Plot contour lines on a sphere

Question

I have this code to plot contours:

ContourPlot[(Cos[θ] Cos[ϕ])^(1/4), {θ, -π/2, π/2}, {ϕ, -π/2, π/2}, AxesLabel -> Automatic]

How would I map those contours on a unit sphere (if it is even possible) where θ and ϕ are the spherical angles for the sphere (θ is the inclination calculated from the xy plane and ϕ is azimuth calculated from the x-axis)?

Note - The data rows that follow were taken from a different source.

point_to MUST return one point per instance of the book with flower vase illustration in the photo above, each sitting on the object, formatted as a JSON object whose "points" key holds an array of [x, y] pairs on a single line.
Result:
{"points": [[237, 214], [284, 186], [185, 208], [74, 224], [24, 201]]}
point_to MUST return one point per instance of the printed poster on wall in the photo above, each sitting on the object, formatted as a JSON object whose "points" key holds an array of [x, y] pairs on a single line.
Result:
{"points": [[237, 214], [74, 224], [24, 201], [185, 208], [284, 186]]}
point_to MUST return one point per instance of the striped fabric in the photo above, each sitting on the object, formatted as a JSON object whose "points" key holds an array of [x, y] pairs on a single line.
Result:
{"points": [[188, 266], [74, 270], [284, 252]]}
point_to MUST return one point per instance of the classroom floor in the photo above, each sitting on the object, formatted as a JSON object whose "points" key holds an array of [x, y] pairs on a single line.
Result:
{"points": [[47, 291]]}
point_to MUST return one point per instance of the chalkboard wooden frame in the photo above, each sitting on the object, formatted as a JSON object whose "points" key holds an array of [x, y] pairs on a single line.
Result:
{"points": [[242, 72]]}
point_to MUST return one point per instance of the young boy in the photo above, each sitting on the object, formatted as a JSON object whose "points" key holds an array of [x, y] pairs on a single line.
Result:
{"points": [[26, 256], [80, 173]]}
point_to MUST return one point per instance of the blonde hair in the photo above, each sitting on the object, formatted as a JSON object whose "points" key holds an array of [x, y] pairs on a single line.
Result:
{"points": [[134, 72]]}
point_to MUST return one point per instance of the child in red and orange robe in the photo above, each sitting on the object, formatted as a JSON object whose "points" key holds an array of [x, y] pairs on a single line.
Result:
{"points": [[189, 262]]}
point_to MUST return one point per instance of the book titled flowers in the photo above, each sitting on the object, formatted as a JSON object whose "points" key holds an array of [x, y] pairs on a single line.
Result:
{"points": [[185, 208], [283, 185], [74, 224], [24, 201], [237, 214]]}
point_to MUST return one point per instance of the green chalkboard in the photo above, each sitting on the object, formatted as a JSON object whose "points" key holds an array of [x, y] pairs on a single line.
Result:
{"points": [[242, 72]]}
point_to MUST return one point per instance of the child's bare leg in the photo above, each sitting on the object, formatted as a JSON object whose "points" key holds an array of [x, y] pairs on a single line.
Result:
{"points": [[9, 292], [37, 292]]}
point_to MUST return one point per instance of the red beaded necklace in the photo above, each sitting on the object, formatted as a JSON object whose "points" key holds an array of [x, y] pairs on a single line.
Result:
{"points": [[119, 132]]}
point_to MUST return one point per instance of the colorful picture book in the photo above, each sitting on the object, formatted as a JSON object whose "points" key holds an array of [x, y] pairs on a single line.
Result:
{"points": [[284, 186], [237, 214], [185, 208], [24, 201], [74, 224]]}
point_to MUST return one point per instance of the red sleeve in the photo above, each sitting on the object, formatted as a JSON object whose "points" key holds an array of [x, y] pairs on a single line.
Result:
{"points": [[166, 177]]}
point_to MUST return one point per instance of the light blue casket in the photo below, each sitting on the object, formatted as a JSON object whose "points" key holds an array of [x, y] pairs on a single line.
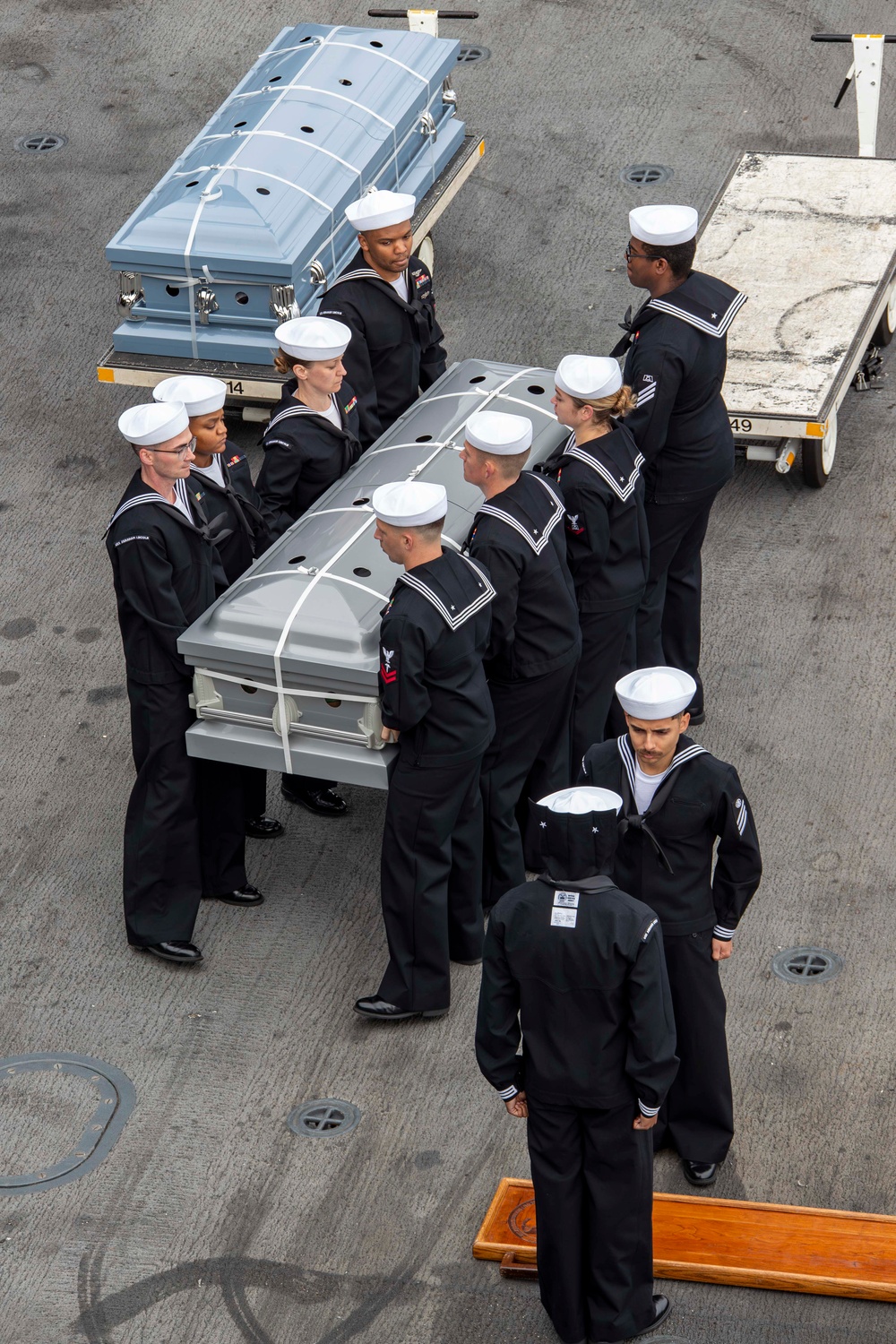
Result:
{"points": [[247, 228], [285, 661]]}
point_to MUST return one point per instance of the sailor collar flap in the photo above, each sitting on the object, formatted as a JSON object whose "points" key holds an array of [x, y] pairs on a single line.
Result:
{"points": [[702, 301], [413, 274], [296, 409], [686, 753], [191, 497], [457, 594], [614, 457], [533, 518]]}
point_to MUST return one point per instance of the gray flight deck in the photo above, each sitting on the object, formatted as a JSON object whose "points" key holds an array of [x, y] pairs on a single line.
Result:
{"points": [[210, 1220]]}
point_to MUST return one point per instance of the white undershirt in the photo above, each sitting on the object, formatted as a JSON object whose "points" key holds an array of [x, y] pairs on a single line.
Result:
{"points": [[645, 787], [212, 470], [401, 287]]}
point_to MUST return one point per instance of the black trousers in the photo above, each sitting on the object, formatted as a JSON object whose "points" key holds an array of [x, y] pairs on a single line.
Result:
{"points": [[592, 1176], [605, 639], [668, 621], [220, 804], [528, 758], [697, 1116], [430, 874], [161, 868]]}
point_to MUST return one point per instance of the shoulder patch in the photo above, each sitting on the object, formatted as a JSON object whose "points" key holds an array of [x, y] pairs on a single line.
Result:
{"points": [[651, 925]]}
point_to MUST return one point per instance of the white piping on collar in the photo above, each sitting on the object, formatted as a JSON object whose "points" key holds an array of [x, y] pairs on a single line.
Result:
{"points": [[624, 489], [629, 761], [506, 518]]}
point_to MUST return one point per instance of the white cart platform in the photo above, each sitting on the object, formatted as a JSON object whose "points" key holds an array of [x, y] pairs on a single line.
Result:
{"points": [[812, 239]]}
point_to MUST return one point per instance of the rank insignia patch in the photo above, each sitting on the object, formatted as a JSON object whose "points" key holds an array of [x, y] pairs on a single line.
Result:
{"points": [[387, 671]]}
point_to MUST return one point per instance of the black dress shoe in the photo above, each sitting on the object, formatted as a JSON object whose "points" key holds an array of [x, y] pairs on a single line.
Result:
{"points": [[246, 895], [263, 828], [700, 1174], [661, 1306], [177, 951], [378, 1010], [324, 803]]}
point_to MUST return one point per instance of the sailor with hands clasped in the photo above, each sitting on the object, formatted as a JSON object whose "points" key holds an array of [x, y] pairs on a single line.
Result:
{"points": [[166, 567], [384, 296], [220, 470], [573, 968], [606, 530], [435, 704], [311, 441], [683, 808], [676, 354], [530, 661]]}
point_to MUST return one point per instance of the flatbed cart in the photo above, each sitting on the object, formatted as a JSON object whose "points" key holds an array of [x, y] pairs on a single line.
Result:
{"points": [[257, 387], [812, 239]]}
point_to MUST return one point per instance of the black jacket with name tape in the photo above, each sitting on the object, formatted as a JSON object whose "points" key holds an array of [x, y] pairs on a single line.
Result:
{"points": [[606, 526], [166, 570], [665, 857], [519, 538], [676, 366], [582, 978], [395, 347], [238, 500], [304, 454], [433, 636]]}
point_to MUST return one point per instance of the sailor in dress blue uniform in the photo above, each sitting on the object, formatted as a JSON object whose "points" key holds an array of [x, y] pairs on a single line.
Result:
{"points": [[606, 529], [311, 443], [161, 546], [530, 661], [384, 296], [676, 354], [222, 472], [681, 809], [435, 702], [573, 967]]}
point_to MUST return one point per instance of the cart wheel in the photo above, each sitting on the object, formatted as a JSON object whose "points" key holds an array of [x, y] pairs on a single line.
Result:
{"points": [[887, 324], [426, 252], [818, 456]]}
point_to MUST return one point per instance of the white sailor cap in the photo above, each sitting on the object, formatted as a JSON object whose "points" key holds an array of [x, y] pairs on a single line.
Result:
{"points": [[410, 503], [664, 226], [583, 798], [153, 422], [589, 376], [199, 394], [379, 210], [656, 693], [498, 433], [314, 338]]}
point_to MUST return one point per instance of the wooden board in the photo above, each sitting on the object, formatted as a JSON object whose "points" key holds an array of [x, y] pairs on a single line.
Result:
{"points": [[731, 1241]]}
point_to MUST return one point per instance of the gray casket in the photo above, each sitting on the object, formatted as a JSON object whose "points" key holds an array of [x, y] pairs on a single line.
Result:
{"points": [[247, 226], [287, 660]]}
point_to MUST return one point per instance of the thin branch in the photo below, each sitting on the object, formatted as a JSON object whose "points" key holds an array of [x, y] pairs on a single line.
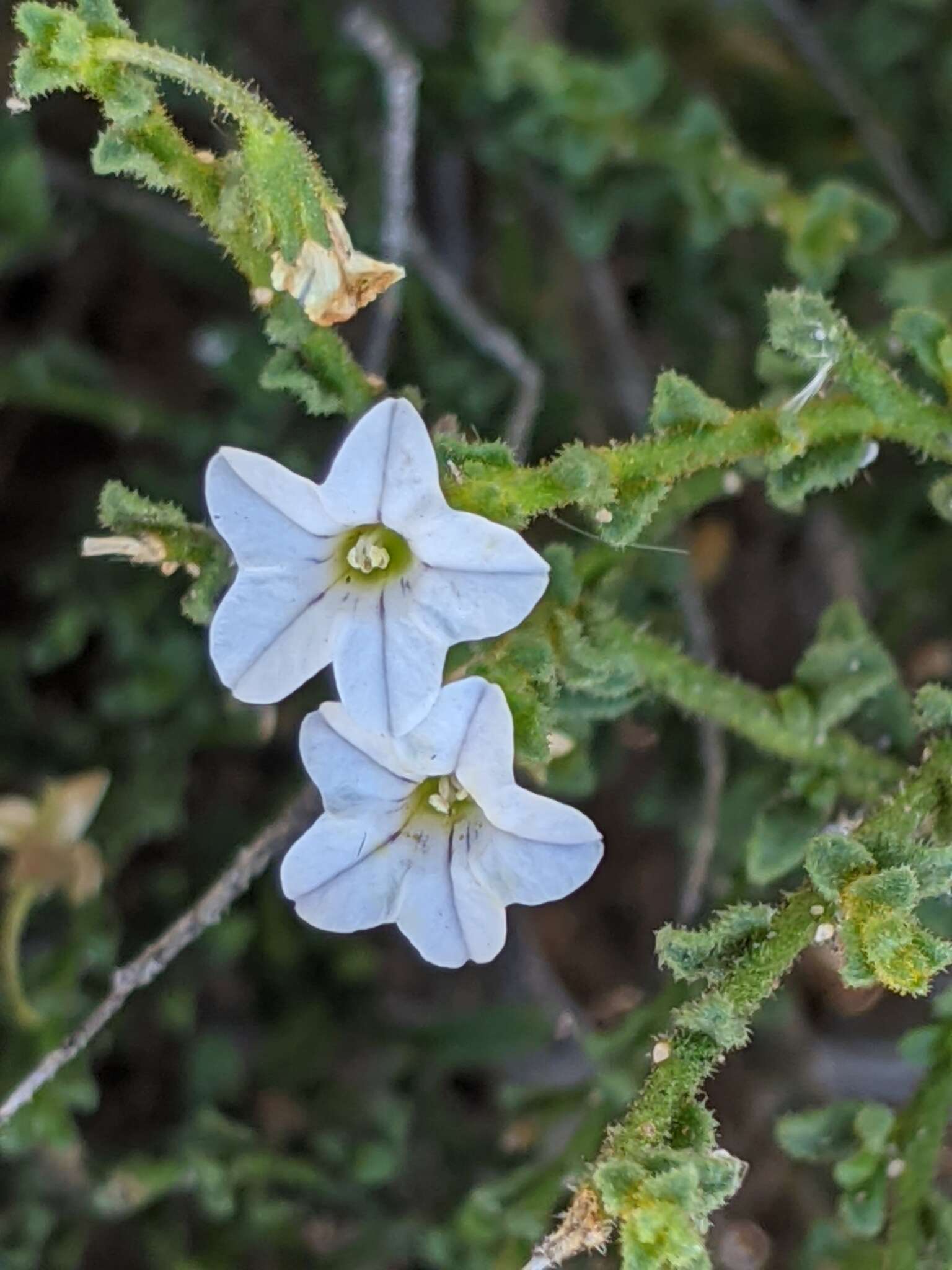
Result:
{"points": [[249, 864], [400, 76], [878, 139], [712, 752], [491, 339], [630, 379]]}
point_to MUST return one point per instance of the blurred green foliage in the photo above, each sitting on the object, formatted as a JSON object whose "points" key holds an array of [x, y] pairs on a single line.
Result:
{"points": [[281, 1098]]}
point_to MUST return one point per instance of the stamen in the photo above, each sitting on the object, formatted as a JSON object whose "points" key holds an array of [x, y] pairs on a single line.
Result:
{"points": [[448, 791], [367, 554]]}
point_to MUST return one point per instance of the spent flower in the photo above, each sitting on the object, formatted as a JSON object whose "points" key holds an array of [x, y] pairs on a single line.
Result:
{"points": [[431, 830], [46, 837], [371, 571]]}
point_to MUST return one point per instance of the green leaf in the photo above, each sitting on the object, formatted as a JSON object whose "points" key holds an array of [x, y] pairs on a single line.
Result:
{"points": [[130, 512], [941, 497], [103, 18], [903, 954], [933, 708], [118, 154], [778, 841], [821, 1134], [632, 515], [284, 373], [826, 466], [894, 888], [833, 860], [805, 326], [863, 1212], [839, 220], [708, 951], [678, 401], [857, 1169], [875, 1123], [844, 667], [715, 1016], [37, 22]]}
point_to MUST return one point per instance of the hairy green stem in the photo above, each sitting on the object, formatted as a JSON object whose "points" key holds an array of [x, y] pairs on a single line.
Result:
{"points": [[679, 453], [922, 1133], [19, 902], [221, 91], [754, 716], [690, 1057], [694, 1057]]}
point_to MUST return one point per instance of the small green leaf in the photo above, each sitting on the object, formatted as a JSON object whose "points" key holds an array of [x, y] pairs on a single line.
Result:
{"points": [[632, 515], [863, 1212], [130, 512], [833, 860], [708, 951], [715, 1016], [894, 888], [875, 1123], [284, 373], [857, 1169], [922, 331], [778, 841], [805, 326], [678, 401], [118, 154], [933, 708], [903, 954], [826, 466]]}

In a post here, I saw a different problem and the suggestion was to use MeshFunctions so I tried:

ParametricPlot3D[{Sin[ϕ] Cos[θ],Cos[ϕ] Cos[θ],Sin[θ]},
{θ, -π/2, π/2}, {ϕ, -π/2, π/2}, 
 MeshFunctions -> {
ContourPlot[(Cos[θ] Cos[ϕ])^(1/4), {θ, -π/2, π/2}, {ϕ, -π/2, π/2}, 
    AxesLabel -> Automatic]
}]

but it spits errors and I do not even know whether this approach is correct.

Answer 1

EDIT: Corrected slot numbers per input from Simon Wood.

Look at the documentation for MeshFunctions

ParametricPlot3D[{Sin[ϕ] Cos[θ], 
  Cos[ϕ] Cos[θ], 
  Sin[θ]}, {θ, -π/2, π/2}, {ϕ, -π/
   2, π/2}, MeshFunctions -> {(Cos[#4] Cos[#5])^(1/4) &},
 PlotPoints -> 50]

Answer 2

You could use SliceContourPlot3D:

expr = TransformedField["Spherical" -> "Cartesian",
 (Cos[θ - π/2] Cos[ϕ])^(1/4), {r, θ, ϕ} -> {x, y, z}];

SliceContourPlot3D[expr, "CenterSphere", {x, -1, 1}, {y, -1, 1}, {z, -1, 1}]

The missing parts of the sphere are where your expression isn't real.